Метерлинка волнует глубинная мистическая сущность как бытия, так и искусства. Он видит цель высокой поэзии в том, чтобы открывать великие пути, ведущие от видимого к невидимому, отворять двери другого мира, проветривать жизнь. Произведения искусства, полагает он, старятся лишь постольку, поскольку они антимистичны. «Нет ли в центре нашего существа прозрачного дерева, на котором все наши поступки и добродетели лишь эфемерные цветы и листья?» — вопрошает он. И обращается за ответом к «скрытой от нас поверхности луны» — не к физиологической либо психической жизни, но к той мистической сфере, которая волновала до него Платона, Плотина, св. Дионисия Ареопагита, Порфирия, Рэйсбрука Удивительного, Якова Бёме, Паскаля, Сведенборга, Новалиса, Кольриджа, а еще ранее была столь развита в суфизме, брахманизме, буддизме, у гностиков, в Каббале. Пространства мистики — теософия, трансцендентальная пневматология, метафизическая космология. Мистика, интуиция, сон, «сверхъестественная психология» мыслятся им как порождающий символы источник неведомого, неизреченного, непознаваемого, таинственного, чудесного, в котором парадоксальным образом и сокрыта полнота достоверности. В данном ракурсе он сравнивает творчество Рэйсбрука Удивительного с судорожным полетом опьяненного орла, слепого и окровавленного, над снежными вершинами. И если Рэйсбрука занимают далекие голубоватые вершины души, то Эмерсона — более скромные вершины сердечной жизни; Новалиса — острые, опасные хребты мысли, где вместе с тем есть и тенистые приюты. Такими видятся Метерлинку три пути души, стремящейся к недоступному, скрытой истине — ведь только мистическое слово может временами изобразить человеческую сущность. Новалиса он считает бессознательным мистиком, ибо «всякая мысль, которая известным образом соприкасается с бесконечным, становится мыслью мистической». Если в творчестве Паскаля ощутимы ясная и глубокая сила, сдержанная мощь и «изумительные прыжки большого хищного зверя», то у Новалиса этого нет, он как бы кружится среди пустыни с открытыми глазами, говорит шепотом, в результате чего и возникает его «магический идеализм».

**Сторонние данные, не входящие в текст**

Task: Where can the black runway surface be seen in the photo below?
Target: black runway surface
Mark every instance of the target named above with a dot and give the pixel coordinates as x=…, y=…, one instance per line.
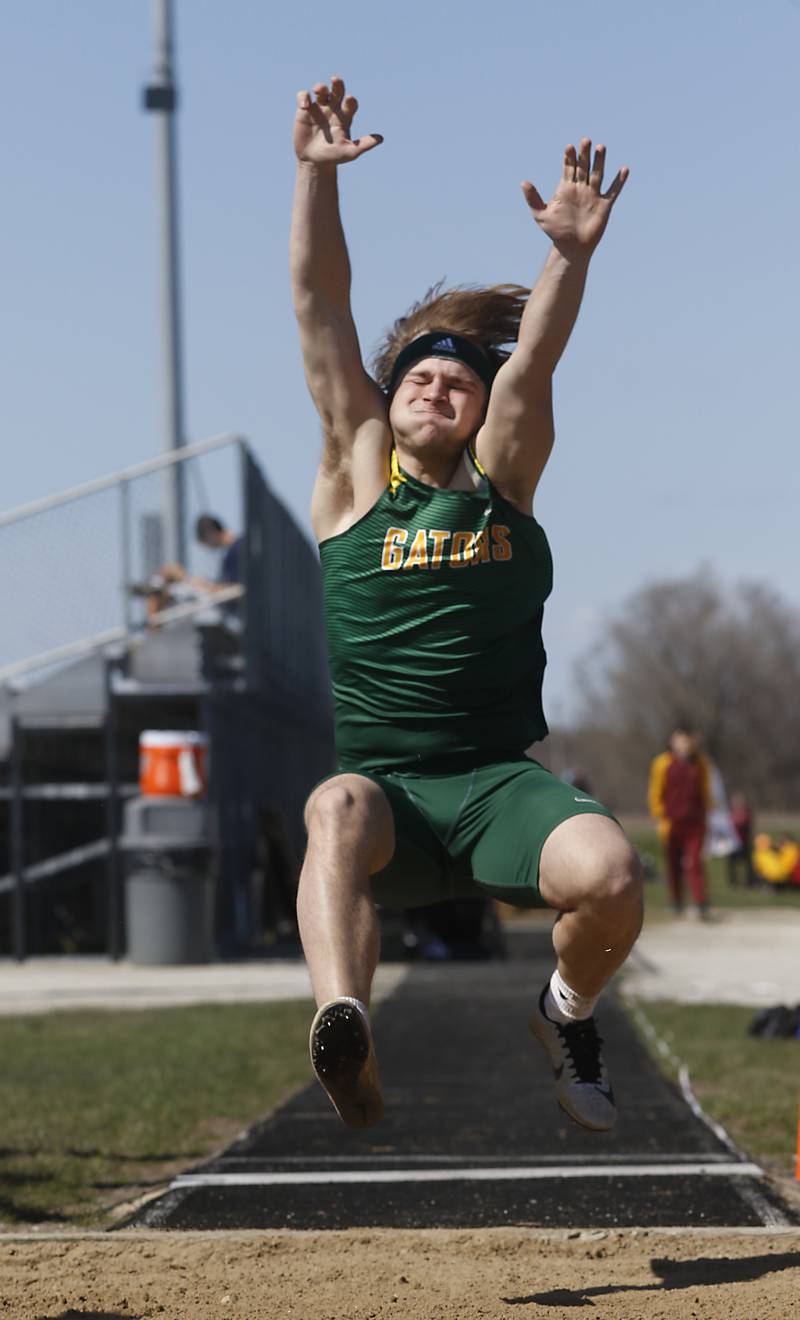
x=473, y=1137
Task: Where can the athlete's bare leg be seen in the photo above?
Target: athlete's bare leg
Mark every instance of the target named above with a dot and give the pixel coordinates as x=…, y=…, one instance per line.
x=592, y=875
x=351, y=836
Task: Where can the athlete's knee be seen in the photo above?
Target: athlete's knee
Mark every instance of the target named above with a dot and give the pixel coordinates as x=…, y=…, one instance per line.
x=607, y=877
x=614, y=878
x=355, y=807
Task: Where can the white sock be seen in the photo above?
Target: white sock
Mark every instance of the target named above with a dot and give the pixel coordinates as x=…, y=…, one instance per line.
x=563, y=1003
x=357, y=1003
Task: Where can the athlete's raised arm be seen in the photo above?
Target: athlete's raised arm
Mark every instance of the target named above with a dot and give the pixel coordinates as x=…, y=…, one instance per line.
x=349, y=401
x=518, y=434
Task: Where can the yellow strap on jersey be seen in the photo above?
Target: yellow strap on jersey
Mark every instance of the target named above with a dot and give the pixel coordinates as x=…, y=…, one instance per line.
x=396, y=477
x=474, y=457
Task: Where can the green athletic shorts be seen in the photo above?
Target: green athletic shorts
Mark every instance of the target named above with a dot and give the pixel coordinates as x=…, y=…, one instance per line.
x=474, y=833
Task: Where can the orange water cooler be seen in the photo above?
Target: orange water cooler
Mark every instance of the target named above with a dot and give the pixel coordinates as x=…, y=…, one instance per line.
x=173, y=764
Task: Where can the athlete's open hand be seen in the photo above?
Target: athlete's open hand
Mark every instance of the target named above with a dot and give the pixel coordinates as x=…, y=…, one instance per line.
x=322, y=127
x=577, y=214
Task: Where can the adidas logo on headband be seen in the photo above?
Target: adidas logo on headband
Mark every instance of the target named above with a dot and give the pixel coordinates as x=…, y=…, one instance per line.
x=437, y=345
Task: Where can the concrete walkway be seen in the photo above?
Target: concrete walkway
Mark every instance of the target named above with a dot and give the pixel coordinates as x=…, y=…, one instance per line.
x=45, y=985
x=749, y=957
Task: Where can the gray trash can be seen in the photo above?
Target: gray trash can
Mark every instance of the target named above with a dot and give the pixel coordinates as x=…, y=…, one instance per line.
x=169, y=845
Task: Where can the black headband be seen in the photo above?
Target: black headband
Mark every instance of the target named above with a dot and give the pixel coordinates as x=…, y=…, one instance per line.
x=442, y=343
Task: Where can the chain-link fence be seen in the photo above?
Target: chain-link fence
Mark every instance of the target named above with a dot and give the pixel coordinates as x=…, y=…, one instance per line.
x=83, y=565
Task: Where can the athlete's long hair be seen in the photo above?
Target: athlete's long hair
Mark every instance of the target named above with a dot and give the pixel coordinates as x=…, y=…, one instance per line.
x=489, y=316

Душа неподвижна, жизнь — сновидение, продолжает Метерлинк. И так как «мы существа незримые», то и искусство должно тянуться к мистическим прозрениям, а не изображать внешнюю жизнь, памятуя, что прекраснейшее произведение искусства ничто в сравнении с сущностью человеческой души. С этой точки зрения страсти и ревность Отелло — внешние, не затрагивающие глубин души, они не глубже, чем тень прохожего, мелькнувшая на скале; это лишь «фальшивые камни на том неисповедимом пути, которым следует душа, подобно слепому, который бредет, не развлекаясь цветами, растущими вдоль дороги».
Размышления над проблемами рока, судьбы, мистицизма и мистической морали приводят бельгийского мыслителя к выводу о том, что есть нечто, возвышающееся над ними — это мудрость, бессознательное сознание на границе божественного. В книге «Мудрость и судьба» (1898) тесно переплетаются его эстетические и этические воззрения. Этот труд проникнут идеями гуманизма, веры в человека, исполняющего свой внутренний долг, приносящего незаметные повседневные, а не демонстративные жертвы, творящего добрые дела. Такой человек способен духовно возвыситься, обрести мудрость, стать мудрецом, наконец, и силою судьбы противостоять року. Человек, подчеркивает он, создан для того, чтобы работать в свете дня, а не для того, чтобы суетиться во мраке, хотя все, что делается в свете дня, и кажется менее величественным, чем малейший жест при наступлении ночи.
Стержневым для книги «Мудрость и судьба» является убеждение автора в том, что христианство в моральном плане выше язычества. Долг для христианина отнюдь не равен самопожертвованию. В этом контексте разворачивается его критика античного и шекспировского театра. Первый наш долг, говорит он, — это выяснить нашу идею о долге: ведь слово «долг» часто содержит в себе больше заблуждений и нравственной беспечности, чем истинной добродетели. Так, Клитемнестра жертвует своей жизнью, чтобы отомстить Агамемнону за смерть Ифигении, а Орест приносит в жертву свою жизнь, чтобы отомстить Клитемнестре за смерть Агамемнона. «Но достаточно было бы, чтобы пришел мудрец и сказал: „Простите врагам вашим“, для того, чтобы всякий долг мести был вычеркнут из человеческого сознания»; представления об отречении, покорности и самопожертвовании «глубже истощают самые прекрасные моральные силы человечества, чем великие пороки и даже преступления».